A vida com sinal mais
DOMINGO VI COMUM Ano A
“Se a vossa justiça não superar a dos escribas e fariseus,
não entrareis no reino dos Céus.”
Mt 5, 20
O alto do monte onde Jesus diz as bem-aventuranças e apresenta a “lei nova do amor” é o ambiente ideal para entender a exigência das suas palavras. É possível ver mais longe e propor a “vida com sinal ‘mais’” que completa a lei de Israel sem a abolir. Nas seis afirmações que tocam temas fundamentais, da vida, da relação com Deus e com os irmãos, da fidelidade no amor, do respeito pela dignidade dos outros, do valor das palavras, da justiça e da vingança, e do trato com os inimigos, Jesus vai além dos “mínimos olímpicos” que a Lei propunha. Não apresenta uma lei nova, mas revela a plenitude do amor como critério fundamental.

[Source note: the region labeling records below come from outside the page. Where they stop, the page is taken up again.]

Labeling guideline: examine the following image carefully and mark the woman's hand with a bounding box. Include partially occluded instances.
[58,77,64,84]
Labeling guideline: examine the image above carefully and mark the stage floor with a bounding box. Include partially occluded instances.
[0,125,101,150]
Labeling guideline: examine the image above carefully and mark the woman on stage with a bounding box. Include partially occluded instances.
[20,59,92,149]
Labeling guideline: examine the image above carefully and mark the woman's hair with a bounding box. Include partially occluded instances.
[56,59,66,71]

É possível ficar na beleza poética das bem-aventuranças, e habituarmo-nos a uma vida “assim-assim”. Como dizia Fernando Pessoa, “[…] Sem que um sonho, no erguer de asa, / Faça até mais rubra a brasa / Da lareira a abandonar!” A novidade proposta por Jesus não passa simplesmente pelo cumprimento de uma lei ou preceito. Vai mais fundo, quer transformar-nos por dentro e fazer-nos sintonizar com a vida em plenitude que Ele nos oferece.

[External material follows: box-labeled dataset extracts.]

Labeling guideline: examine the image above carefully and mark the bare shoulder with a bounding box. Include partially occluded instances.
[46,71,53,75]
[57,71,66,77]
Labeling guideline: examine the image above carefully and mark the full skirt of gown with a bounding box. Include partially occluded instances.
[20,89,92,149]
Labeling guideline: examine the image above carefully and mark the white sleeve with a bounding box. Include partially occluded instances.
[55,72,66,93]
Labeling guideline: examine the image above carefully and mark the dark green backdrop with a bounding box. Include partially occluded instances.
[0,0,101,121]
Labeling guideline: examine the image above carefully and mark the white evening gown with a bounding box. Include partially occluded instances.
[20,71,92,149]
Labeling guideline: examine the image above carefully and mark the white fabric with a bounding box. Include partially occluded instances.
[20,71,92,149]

Não se trata apenas de “não matar”; é preciso abandonar todas as “mortes” que impedem a reconciliação, que geram distanciamento e indiferença, que iludem com a possibilidade de “estar de bem” com Deus, mesmo guardando rancor ou ódio a outros, que apelam a uma justiça humana fechando portas ao amor que tem a fonte em Deus. Nem de “não cometer adultério”; é preciso ter um coração unificado, assumir que o outro nunca pode ser objecto ao serviço do meu egoísmo, que só a verdade liberta e a aparência escraviza, que a violência é sempre contrária ao amor, e o “sim” é para renovar cada dia. Pois a fidelidade faz sentido na relação com o outro. É sempre ser fiel a uma pessoa mais do que a uma instituição ou a um vínculo. É sempre alguém que amo e prometo amar, e isso implica um amor criativo que se renova no tempo. Um amor morto ou uma convivência aborrecida não se pode chamar fidelidade.
A máxima exigência que Jesus apresenta não é permissão de julgar, condenar ou marginalizar quem quer que seja. Não pode ser verdadeiro o amor a Deus se não é amor concreto pelo próximo, nas realidades felizes ou dolorosas de cada um. É aí que o “mais” de Deus abraça e salva o nosso “menos”!